Even ten minutes of silence a day can be beneficial for your health.
Unfortunately, when you live in the city you can’t stay away from noise not even for five minutes.
The good news is that a carbon neutral home can protect you from external sounds, while also producing a minimum amount of environmental noise inside.
High-quality and well-built insulation will not only significantly reduce energy loss, but it can also provide you with peace and quiet as it prevents noise from the outside from getting in.
In addition, the systems used for heating and cooling in zero carbon housing operate almost completely silent.
Durability and Low Maintenance
The design of carbon neutral homes is optimised to suit the weather conditions of the location.
Therefore, these homes are less susceptible to damage from the outside elements.
What’s more, with the advancement of construction technologies and materials used in low carbon homes, these structures are becoming more durable than standard homes.
In addition, carbon neutral homes are low maintenance.
For example, because they often come with an air system that filters the air from external pollutants, there’s less dust inside the house.
They also tend to have an integrated moisture barrier that prevents mould and damage from water.
All of this means less time spent on cleaning and maintenance.
The cost of building a carbon neutral house can be jarring but considering these homes are energy-efficient and have a reduced risk of structural damage, in the long run, it will significantly decrease future expenses.
By producing your own energy, you won’t be strongly affected by the fluctuating prices of electricity and gas even if you have to purchase power from the grid occasionally.
Also, you can save on water bills by implementing machines, faucets and showers with water sense controls.
Carbon neutral houses are a smart investment because they are the homes of the future.
They have a higher resale value than standard homes which means your investment will most definitely pay off in the future.
While all these benefits sound enticing, building a home is not something that should be taken lightly.
This is why it is important to be aware of the disadvantages of the zero carbon housing as well.
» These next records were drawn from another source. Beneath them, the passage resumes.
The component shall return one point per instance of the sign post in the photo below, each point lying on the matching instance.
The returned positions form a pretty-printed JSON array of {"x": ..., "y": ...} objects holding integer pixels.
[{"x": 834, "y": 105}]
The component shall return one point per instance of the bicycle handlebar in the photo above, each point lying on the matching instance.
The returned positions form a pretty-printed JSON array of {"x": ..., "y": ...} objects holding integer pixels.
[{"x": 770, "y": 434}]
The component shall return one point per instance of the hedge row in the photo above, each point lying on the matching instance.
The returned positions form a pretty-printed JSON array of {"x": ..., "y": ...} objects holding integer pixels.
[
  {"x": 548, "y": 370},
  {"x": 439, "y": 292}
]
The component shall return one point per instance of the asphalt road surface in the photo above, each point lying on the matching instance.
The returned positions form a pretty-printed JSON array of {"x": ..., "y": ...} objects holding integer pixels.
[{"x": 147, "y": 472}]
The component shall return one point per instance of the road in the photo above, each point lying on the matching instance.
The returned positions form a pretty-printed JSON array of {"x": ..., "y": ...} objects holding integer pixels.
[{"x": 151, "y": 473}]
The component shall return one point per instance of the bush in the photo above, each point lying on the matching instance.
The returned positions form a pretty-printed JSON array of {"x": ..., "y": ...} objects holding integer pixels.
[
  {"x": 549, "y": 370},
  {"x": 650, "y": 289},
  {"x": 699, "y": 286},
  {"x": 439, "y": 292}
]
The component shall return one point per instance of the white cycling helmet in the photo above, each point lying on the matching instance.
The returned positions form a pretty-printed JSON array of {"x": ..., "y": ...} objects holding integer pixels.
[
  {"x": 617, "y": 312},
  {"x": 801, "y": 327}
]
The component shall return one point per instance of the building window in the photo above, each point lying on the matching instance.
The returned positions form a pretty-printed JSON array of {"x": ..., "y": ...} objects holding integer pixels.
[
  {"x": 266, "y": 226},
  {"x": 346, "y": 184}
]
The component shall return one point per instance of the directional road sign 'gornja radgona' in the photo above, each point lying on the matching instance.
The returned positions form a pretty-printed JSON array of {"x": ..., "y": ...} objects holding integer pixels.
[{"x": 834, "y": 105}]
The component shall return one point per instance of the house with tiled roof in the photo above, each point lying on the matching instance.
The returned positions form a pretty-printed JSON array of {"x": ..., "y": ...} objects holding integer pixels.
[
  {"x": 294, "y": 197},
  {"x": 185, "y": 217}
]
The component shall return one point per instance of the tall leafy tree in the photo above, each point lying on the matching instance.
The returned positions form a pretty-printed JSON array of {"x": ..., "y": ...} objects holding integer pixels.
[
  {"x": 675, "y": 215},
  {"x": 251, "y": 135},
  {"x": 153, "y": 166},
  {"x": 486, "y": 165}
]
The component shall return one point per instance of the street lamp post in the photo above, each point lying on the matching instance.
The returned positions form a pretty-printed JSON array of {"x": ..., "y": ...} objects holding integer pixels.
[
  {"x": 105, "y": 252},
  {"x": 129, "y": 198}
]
Although there are few of them, they are worth mentioning.
A Relatively New Concept
Zero carbon housing, including apartments, is a relatively new concept compared to traditional housing.
This means that there are fewer experienced designers to successfully build a carbon neutral home and professionals are hard to find.
Higher Initial Cost
Although your investment will pay off eventually, the initial cost of a carbon neutral home is higher compared to the traditional houses.
For instance, the initial cost for an average conventional house is around $1393.55 per sqm according to the Australian Bureau of Statistics, but this figure doesn’t include design, permits, or features of a carbon neutral home.
Roughly put, you are looking at costs which are around 10% higher than the price of conventional homes.
However, it is likely that the cost will reduce over time thanks to the technological advancements.
For the solar panels to generate enough power for your home, they need direct sunlight.
A solar panel battery will help store extra energy overnight and for a cloudy or rainy day. if this goes on for longer, you will eventually experience loss of power.
That being said, if you still choose a carbon neutral home, it is smart to be grid-connected in order to have the option to get electricity from both the solar panels and the grid.
All things considered, it is safe to say that zero carbon housing is the future of homeownership.
The initial cost will reduce overtime and more benefits are yet to be discovered.
One thing is sure though, carbon neutral houses greatly reduce our carbon footprint and that is a significant step towards a healthier environment.